ACLU, FreedomWorks urge Trump to reform ‘rogue FBI’ as part of intel bill

The American Civil Liberties Union (ACLU) and FreedomWorks are urging President Trump to support including broader surveillance reforms as part of a bill reauthorizing soon-to-expire intelligence programs. 
 
The two groups went up on Monday with an ad, which will air on Fox News, telling Trump to support reforming the “rogue FBI.” 
 
“President Trump, as Congress considers the Patriot Act, tell them to rein in a rogue FBI and reform our surveillance laws, so that this never happens again,” the ad says. 
 
The ad will air through Friday and is part of a six-figure, multistate TV and digital ad campaign to urge Trump and Congress to enact broader surveillance reforms. 
 
 
 
Congress has until March 15 to reauthorize, reform or end three expiring provisions of the USA Freedom Act, a 2015 law that overhauled the post-9/11 Patriot Act. 
 

But lawmakers are under pressure to use any reauthorization bill to also make broader reforms to the court created by the Foreign Intelligence Surveillance Act (FISA) after Justice Department Inspector General Michael Horowitz found 17 “significant inaccuracies and omissions” in the warrant applications to monitor Trump campaign associate Carter Page.

 
“If President Trump wants to do right by Carter Page and all Americans, he should demand truly meaningful reforms to our surveillance laws and dismiss any proposals for small ‘fixes’ or clean reauthorizations that [House Intelligence Committee Chairman] Adam Schiff [D-Calif.] or [Attorney General] Bill Barr may be trying to pressure the president and Congress into accepting.

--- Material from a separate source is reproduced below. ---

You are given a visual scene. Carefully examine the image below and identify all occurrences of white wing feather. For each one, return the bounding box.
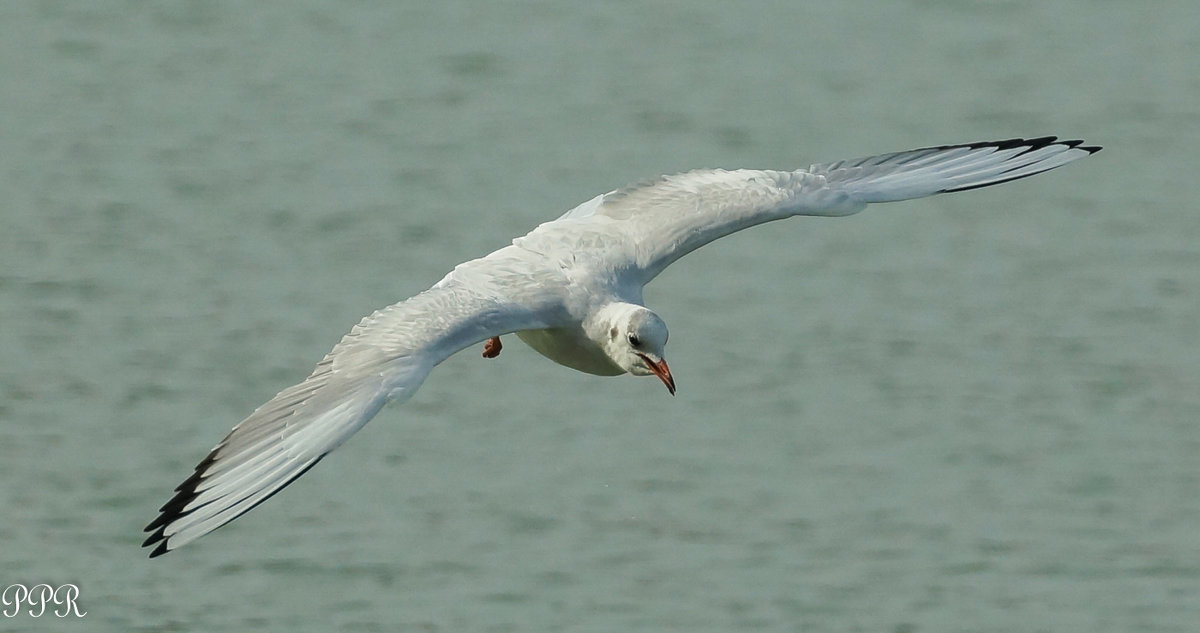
[143,137,1099,557]
[561,137,1099,283]
[143,247,556,557]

America will be watching,” Christopher Anders, ACLU deputy political director, said in a statement.
 

Josh Withrow, a senior policy analyst at FreedomWorks, added that the groups hope that “we can reach President Trump with the message that there is massive bi-partisan agreement with him that the government’s surveillance authorities urgently need serious reform.”

 
Libertarian-minded Republicans and progressives have warned for years that they do not believe the surveillance courts provided enough transparency or privacy protections for individuals targeted for surveillance. 
 
The concerns about potential abuse have been raised by a larger number of Republicans after the Horowitz report, and the House Judiciary Committee was forced to pull its bill to reauthorize some programs after Rep. Zoe Lofgren (D-Calif.) threatened to force votes on several FISA-related amendments. 
 
Trump has largely stayed out of the fight over whether to reauthorize the three expiring USA Freedom provisions that deal with roving wiretaps, lone-wolf surveillance and a controversial phone records program.
 
But he hinted last week that he could be leaning toward supporting broader surveillance reforms when he retweeted two tweets from Rep. Jim Jordan (R-Ohio), who supports using the intelligence bill to reform the surveillance court. 
 
When he retweeted Jordan a second time, Trump added “they spied on my campaign!” 
 
Barr pitched Senate Republicans last week on a clean extension, while promising that he would use his own authority to make broader changes to the FISA courts.